Es knattert laut, und der Geruch von Zweitaktgemisch liegt in der Luft. Auf einem Parkplatz im Ausbildungspark Blankensee drehen Paulina (8) und Tyler (6) ihre Runden auf Mini-Motorrädern, immer zwischen den roten Hütchen hindurch. „Wenn Tyler auf dem Motorrad sitzt, ist er da quasi nicht mehr wegzubekommen“, sagt seine Mutter Monik Uecker. Und auch Paulina lässt das kleine Pocket Bike, wie es eigentlich heißt, nur am Rand ausrollen, wenn es gerade ausgegangen ist. Kaum ist es wieder angesprungen, fährt sie weiter mit 13 Stundenkilometern über den Parcours.

Für Tylers und Paulinas Größe passt das gut ein Meter hohe Zweirad mit dem 35 bis 50 Kubikmeter großen Hubraum ganz genau.

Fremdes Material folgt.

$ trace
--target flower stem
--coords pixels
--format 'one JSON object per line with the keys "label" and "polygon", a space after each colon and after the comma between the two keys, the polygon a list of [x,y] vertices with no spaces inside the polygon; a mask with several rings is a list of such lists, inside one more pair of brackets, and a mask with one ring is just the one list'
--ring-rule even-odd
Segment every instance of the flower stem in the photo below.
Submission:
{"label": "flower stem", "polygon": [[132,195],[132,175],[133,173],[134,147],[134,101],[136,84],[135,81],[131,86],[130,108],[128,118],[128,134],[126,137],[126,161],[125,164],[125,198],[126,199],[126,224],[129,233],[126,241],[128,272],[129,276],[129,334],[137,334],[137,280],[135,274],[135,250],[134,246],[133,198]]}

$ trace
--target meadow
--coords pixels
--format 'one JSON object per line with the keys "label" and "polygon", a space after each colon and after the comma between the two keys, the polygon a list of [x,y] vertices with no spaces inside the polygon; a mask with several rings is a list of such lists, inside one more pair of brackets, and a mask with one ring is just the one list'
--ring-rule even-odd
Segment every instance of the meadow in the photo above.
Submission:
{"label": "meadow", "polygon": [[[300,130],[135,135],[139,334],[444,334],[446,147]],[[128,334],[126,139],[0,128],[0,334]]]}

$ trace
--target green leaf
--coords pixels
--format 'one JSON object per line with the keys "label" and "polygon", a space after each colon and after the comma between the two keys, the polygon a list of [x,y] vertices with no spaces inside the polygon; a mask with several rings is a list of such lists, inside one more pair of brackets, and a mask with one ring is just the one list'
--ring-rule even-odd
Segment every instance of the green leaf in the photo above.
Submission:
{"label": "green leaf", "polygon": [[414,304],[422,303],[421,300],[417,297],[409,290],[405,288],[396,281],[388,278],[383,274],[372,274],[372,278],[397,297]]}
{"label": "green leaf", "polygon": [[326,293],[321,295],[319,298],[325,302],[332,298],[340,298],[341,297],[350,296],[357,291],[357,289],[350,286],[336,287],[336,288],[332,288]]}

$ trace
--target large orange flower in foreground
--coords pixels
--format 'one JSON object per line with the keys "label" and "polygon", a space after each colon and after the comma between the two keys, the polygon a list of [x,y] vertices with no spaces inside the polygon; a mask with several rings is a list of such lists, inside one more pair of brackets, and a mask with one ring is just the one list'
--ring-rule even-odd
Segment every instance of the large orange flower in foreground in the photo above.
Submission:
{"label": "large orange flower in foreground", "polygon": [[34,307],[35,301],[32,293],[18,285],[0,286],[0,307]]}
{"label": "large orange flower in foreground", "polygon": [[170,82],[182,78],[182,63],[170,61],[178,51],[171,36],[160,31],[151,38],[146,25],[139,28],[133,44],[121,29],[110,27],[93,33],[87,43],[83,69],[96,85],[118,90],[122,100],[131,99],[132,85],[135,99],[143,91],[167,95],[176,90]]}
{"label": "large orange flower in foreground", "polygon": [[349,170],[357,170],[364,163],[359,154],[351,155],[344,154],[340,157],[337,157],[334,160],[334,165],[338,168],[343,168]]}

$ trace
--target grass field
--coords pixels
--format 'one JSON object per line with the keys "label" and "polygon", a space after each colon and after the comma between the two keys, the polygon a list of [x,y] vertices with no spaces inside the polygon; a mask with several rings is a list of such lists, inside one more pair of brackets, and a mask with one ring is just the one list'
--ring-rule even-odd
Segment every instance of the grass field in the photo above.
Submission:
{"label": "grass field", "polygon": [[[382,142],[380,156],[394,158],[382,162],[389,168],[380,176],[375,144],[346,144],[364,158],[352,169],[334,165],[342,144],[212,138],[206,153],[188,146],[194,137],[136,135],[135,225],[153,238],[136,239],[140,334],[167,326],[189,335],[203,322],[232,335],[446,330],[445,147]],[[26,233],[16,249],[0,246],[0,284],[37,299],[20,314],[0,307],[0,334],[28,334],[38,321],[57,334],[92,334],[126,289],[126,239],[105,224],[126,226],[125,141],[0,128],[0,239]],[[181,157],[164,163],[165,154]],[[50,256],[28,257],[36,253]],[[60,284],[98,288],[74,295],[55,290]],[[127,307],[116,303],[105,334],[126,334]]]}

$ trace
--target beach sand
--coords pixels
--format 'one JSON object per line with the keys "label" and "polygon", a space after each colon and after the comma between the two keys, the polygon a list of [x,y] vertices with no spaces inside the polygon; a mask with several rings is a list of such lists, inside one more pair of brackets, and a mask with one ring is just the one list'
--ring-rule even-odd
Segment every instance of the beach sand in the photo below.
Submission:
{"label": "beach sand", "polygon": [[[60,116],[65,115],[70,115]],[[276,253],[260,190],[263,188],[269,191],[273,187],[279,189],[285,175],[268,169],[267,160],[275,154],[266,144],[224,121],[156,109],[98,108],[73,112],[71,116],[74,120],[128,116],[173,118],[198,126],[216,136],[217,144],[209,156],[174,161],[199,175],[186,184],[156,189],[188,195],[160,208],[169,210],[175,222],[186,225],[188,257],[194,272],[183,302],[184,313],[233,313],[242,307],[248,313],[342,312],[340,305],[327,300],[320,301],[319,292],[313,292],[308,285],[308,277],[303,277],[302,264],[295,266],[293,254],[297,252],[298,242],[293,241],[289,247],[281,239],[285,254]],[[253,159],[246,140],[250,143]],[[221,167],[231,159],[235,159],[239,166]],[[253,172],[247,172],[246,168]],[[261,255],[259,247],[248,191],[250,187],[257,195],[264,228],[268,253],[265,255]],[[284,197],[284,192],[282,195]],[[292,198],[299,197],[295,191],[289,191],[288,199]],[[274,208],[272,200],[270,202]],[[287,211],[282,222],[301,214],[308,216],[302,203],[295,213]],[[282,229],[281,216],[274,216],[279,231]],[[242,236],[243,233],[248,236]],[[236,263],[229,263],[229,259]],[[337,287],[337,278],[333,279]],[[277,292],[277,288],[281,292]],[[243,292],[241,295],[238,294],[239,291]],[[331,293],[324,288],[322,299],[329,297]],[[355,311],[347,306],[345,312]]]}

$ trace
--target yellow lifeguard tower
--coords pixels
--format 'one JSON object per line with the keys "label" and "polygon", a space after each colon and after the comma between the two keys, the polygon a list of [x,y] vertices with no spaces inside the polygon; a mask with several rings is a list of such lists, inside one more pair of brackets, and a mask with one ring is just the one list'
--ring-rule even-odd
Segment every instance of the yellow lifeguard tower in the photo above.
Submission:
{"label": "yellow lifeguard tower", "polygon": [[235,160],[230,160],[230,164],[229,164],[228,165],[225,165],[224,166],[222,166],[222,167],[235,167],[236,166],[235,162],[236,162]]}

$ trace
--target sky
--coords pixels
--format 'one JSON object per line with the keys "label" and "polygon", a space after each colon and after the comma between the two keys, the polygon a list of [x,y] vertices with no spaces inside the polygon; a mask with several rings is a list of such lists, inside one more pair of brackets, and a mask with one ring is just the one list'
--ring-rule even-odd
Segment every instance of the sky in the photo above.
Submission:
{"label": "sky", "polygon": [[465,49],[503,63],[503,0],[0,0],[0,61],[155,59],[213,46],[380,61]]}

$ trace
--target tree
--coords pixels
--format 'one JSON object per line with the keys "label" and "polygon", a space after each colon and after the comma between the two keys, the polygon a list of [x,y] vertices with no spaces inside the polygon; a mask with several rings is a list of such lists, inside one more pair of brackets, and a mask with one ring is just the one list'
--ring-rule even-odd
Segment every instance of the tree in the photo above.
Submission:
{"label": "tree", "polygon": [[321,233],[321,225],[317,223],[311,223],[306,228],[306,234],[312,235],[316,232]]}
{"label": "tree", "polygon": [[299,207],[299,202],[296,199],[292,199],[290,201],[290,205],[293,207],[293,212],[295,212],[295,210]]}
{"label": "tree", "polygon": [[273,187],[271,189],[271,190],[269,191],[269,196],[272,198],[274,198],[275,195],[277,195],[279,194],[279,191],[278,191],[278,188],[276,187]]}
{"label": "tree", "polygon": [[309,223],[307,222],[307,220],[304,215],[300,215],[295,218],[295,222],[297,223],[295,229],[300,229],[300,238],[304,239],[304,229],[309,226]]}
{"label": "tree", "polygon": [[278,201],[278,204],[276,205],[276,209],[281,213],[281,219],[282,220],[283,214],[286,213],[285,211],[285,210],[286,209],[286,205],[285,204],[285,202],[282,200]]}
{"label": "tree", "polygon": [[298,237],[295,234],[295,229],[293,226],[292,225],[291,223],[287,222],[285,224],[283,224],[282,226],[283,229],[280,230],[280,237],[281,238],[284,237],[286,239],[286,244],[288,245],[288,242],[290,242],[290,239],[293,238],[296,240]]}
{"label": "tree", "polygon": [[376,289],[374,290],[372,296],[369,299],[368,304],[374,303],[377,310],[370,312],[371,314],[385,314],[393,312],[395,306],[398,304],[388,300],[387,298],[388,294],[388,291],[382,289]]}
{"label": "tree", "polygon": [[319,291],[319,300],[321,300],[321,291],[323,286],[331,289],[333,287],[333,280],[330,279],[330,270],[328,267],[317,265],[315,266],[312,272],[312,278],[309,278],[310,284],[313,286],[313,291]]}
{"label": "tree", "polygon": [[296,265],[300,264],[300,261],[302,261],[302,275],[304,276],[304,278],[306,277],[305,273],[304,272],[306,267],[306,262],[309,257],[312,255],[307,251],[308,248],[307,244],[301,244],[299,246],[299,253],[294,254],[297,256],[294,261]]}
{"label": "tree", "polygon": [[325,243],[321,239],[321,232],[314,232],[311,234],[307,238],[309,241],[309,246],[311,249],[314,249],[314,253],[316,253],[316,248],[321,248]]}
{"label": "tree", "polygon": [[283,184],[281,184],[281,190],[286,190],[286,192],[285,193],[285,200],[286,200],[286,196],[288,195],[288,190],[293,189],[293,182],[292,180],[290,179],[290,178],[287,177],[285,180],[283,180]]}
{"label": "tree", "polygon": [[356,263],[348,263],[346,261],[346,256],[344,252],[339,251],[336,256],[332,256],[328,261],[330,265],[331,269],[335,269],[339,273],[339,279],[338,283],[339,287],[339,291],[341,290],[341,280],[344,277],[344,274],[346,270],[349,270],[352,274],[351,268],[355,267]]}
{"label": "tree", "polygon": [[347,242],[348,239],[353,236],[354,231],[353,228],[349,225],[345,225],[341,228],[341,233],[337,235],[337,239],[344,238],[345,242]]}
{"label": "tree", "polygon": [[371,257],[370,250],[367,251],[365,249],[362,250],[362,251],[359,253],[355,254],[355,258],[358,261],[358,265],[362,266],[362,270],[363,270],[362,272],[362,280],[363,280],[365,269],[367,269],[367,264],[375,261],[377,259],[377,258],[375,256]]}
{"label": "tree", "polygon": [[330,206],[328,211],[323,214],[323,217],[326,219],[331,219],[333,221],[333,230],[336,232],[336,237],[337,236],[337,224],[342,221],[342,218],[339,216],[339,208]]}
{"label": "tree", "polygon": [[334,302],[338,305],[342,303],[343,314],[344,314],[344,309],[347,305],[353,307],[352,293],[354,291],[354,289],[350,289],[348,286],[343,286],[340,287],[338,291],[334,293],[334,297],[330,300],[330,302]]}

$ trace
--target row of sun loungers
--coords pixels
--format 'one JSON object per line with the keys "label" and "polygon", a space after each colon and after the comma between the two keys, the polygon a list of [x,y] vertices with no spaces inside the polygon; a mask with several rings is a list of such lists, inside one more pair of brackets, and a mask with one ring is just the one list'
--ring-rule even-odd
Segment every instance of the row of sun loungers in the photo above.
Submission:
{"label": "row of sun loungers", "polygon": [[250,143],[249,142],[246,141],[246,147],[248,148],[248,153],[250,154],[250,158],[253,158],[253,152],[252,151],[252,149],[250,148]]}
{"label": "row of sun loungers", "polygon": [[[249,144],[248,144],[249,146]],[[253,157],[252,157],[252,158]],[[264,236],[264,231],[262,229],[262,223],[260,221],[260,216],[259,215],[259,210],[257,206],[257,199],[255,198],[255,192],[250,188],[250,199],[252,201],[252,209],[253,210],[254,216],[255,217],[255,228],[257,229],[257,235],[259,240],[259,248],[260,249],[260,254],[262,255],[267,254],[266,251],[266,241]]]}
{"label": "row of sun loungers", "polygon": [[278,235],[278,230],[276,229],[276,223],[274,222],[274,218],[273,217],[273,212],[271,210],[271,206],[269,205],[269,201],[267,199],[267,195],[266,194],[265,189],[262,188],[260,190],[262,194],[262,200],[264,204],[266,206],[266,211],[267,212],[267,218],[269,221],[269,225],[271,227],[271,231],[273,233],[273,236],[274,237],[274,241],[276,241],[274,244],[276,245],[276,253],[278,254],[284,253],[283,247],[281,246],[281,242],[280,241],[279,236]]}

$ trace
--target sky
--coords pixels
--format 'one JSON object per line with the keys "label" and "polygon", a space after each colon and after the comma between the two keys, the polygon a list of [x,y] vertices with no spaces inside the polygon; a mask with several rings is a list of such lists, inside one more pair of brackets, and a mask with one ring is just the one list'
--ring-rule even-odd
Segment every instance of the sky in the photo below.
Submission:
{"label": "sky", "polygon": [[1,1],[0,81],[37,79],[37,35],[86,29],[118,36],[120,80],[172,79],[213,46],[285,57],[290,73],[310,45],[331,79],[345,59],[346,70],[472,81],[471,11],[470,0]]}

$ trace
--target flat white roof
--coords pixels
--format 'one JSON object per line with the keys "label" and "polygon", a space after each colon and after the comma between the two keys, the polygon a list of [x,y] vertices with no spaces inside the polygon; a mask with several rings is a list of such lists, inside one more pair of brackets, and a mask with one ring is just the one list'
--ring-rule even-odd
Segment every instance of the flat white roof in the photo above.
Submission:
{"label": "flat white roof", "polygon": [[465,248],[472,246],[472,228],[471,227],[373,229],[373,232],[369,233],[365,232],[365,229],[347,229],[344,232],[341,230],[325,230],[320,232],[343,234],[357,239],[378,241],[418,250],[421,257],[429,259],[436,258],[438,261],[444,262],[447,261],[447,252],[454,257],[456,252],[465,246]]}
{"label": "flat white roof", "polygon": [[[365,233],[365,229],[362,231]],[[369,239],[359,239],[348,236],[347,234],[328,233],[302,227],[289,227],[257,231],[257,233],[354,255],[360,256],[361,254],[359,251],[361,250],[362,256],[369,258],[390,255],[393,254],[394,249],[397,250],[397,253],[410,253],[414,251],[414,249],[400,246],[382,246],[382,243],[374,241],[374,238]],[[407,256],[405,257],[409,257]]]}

Doch ganz anders sieht es aus, wenn sich ihre Väter auf die Mini- Bikes setzen. Oder generell Menschen mit einer Körpergröße von über 1,50 Metern. „Es ist alles eine Frage des Kniewinkels“, sagt Holli Westphal, der fast zwei Meter misst. „Wenn ich fahre, sind die Beine fast wie Kniestützen.“ Wie geschrumpft sehen die Motorräder aus, wenn die Erwachsenen mit ihnen zwischen den Hütchen hindurchdüsen. 15 Pocket Bikes und ein Mini-Quad besitzt die neunköpfige Gruppe insgesamt, die sich seit drei Jahren regelmäßig auf dem für diese Zwecke gemieteten Parkplatz in Blankensee jeweils mit der ganzen Familie trifft. Denn: Im regulären Straßenverkehr sind die kleinen Zweiräder meist nicht zugelassen, da sie fast nie den Anforderungen der Straßenverkehrszulassungsordnung entsprechen.

„Die Treffen sind mal durch einen Zufall entstanden“, sagt Jan Kühn. Eines Tages habe er eines der Minimotorräder bei einem Arbeitskollegen gesehen, bei dem es nur herumstand. Er dachte an seinen Sohn Tyler, der schon als Kleinkind motorradbegeistert gewesen ist, und fragte, ob er es mitnehmen könne. Da der heute Sechsjährige damals aber noch zu klein gewesen ist, um es selbst fahren zu können, machte Jan Kühn eine Probefahrt. Und so verselbstständigte sich das Ganze: Verwandte und Freunde wollten das Mini-Motorrad auch einmal testen und waren schließlich so begeistert, dass sie sich selbst eine eigene Maschine über das Internet kauften.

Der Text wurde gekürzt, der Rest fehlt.